Northern Ireland manager Michael O'Neill attempted to quell the clamour for him to become the next Scotland boss by suggesting he had given little thought to possibly succeeding Gordon Strachan.
Although there is no current vacancy north of the border, a disappointing start to the Scots' World Cup qualifying campaign has ramped up the pressure on Strachan and led to pundits considering who should assume the reins were the current manager to move on.
Edinburgh-based O'Neill has already emerged as a popular choice in the Scottish press due to the job he has done in transforming Northern Ireland from minnows with one win in his first 18, to Euro 2016 participants currently defending a 10-game home unbeaten streak.
O'Neill penned a four-year contract extension in March and his team have made a fine start in their own bid to reach Russia in two years' time, though the Northern Irish boss chose his words carefully when the prospect of the Scottish job was put to him.
Asked if Northern Ireland fans should be concerned by the link, O'Neill replied: "No, I don't think so.
"First of all, there's someone in that job who I have a huge amount of respect for, who is a manager I played under (at Coventry).
"It's probably the fact I live in Scotland is a bigger driving factor of that than anything else.
"I haven't given a second thought to that at all. I'd rather not give a comment on that situation at the minute to be fair."
O'Neill may not be the only member of the Northern Irish staff to have admirers in Scotland.
Assistant Austin MacPhee, known for his analytical expertise, could be considered for his country's technical director post and O'Neill, who lost Stephen Robinson when the Oldham vacancy arose in the summer, would not begrudge his aides should they wish to further their careers elsewhere.

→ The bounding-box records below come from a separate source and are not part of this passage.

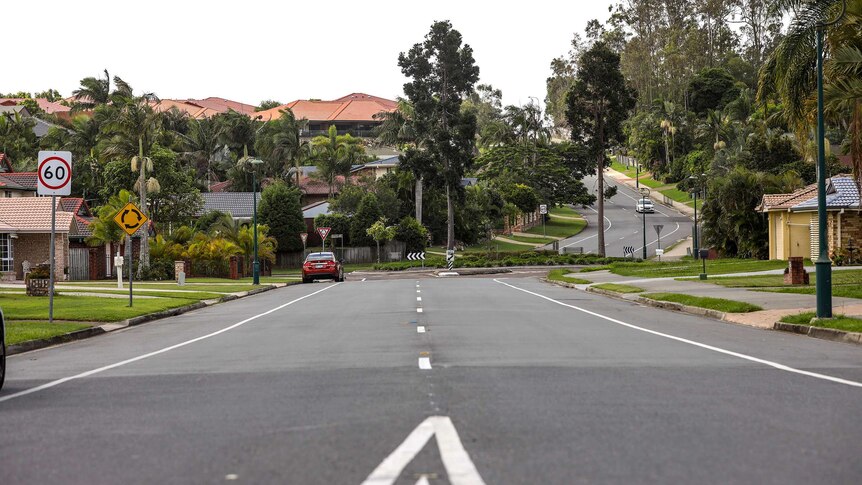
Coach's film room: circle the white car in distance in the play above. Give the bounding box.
[635,198,655,214]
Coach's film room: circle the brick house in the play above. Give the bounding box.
[758,175,862,261]
[0,197,75,280]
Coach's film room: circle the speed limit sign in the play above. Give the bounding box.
[36,151,72,195]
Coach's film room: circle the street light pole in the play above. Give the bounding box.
[814,0,847,318]
[641,195,646,261]
[251,171,260,285]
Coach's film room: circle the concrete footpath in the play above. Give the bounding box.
[568,267,862,334]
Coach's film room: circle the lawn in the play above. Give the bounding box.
[781,312,862,332]
[6,321,90,345]
[609,257,787,278]
[0,294,199,322]
[548,206,582,217]
[659,188,700,204]
[611,162,637,178]
[527,216,587,237]
[643,293,763,313]
[640,177,667,189]
[510,235,556,244]
[548,268,592,285]
[593,283,646,293]
[58,280,264,293]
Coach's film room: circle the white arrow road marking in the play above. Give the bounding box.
[494,279,862,387]
[0,283,341,402]
[362,416,485,485]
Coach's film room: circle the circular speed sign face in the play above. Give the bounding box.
[38,152,72,195]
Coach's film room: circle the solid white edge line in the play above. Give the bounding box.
[0,283,341,402]
[494,278,862,388]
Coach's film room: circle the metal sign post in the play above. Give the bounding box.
[114,202,150,307]
[36,151,72,323]
[539,204,548,237]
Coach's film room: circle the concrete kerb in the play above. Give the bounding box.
[772,322,862,345]
[6,283,286,355]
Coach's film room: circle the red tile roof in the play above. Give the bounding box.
[0,172,38,190]
[175,97,256,115]
[0,98,72,115]
[0,197,73,233]
[253,93,397,121]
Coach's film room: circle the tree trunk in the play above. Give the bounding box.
[138,137,150,278]
[596,109,605,257]
[416,177,422,224]
[446,183,455,249]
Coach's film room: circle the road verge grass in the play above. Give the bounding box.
[548,268,592,285]
[6,320,90,345]
[781,312,862,332]
[593,283,646,293]
[642,293,763,313]
[610,257,787,278]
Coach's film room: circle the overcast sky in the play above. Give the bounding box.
[0,0,612,105]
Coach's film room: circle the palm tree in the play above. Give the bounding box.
[72,69,111,111]
[311,125,365,198]
[255,108,310,185]
[180,118,224,189]
[758,0,862,179]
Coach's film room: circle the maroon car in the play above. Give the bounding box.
[302,253,344,283]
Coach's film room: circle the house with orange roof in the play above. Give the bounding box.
[257,93,398,137]
[0,153,37,197]
[0,197,76,281]
[757,175,862,261]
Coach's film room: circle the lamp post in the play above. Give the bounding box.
[246,158,263,285]
[814,0,847,318]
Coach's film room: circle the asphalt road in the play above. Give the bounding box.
[560,176,693,258]
[0,277,862,485]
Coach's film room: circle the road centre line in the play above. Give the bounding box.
[494,278,862,388]
[0,283,341,402]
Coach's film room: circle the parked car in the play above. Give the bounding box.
[635,198,655,214]
[0,310,6,389]
[302,253,344,283]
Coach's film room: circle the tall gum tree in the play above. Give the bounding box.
[398,21,479,249]
[566,41,637,256]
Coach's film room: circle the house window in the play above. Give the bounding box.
[0,234,15,271]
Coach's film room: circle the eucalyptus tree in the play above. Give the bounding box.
[566,41,637,256]
[398,21,479,250]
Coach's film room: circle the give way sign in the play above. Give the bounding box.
[36,151,72,195]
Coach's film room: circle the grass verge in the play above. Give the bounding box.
[6,321,90,345]
[0,294,202,322]
[548,268,592,285]
[610,257,787,278]
[781,312,862,332]
[643,293,763,313]
[527,216,587,237]
[593,283,646,293]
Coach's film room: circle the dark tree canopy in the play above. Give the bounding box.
[566,42,637,158]
[257,182,306,252]
[686,68,739,115]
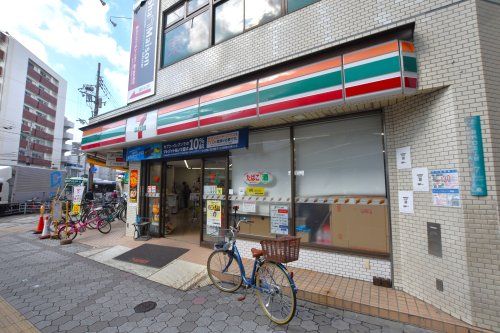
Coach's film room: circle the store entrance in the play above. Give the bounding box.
[164,159,203,244]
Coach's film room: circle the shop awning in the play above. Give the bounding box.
[82,40,418,151]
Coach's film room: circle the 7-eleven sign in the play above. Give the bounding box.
[125,110,158,142]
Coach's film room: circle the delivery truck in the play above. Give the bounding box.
[0,166,66,214]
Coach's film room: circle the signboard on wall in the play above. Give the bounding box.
[129,170,139,203]
[207,200,222,227]
[431,169,460,207]
[127,0,160,103]
[126,143,161,162]
[125,111,158,142]
[163,128,248,158]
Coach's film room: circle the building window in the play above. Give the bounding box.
[229,128,291,237]
[162,0,319,67]
[163,7,210,66]
[287,0,319,13]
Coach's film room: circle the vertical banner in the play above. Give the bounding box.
[127,0,160,103]
[466,116,488,196]
[130,170,139,203]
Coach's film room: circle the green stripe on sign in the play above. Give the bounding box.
[259,70,342,102]
[82,127,125,145]
[344,56,400,83]
[157,107,198,127]
[403,56,417,73]
[200,92,257,116]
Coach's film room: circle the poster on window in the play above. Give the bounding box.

"You can't stop that, if people do well you want them to progress," O'Neill added.
"You can't just keep people and not expect them to grow and their own careers flourish. So what's down the line I don't give a lot of thought to.
"You can't plan for that. Football is about the here and now and that's where our focus is."
O'Neill will take charge of Northern Ireland's 13th and final match of the calendar year when a depleted Croatia side visit Windsor Park on Tuesday night.
The likes of Luka Modric, Ivan Rakitic and Dejan Lovren are all missing from the visitors' ranks, while O'Neill is expected to hand starts to those he less frequently uses including back-up goalkeeper Alan Mannus and Niall McGinn, who will win his 50th cap.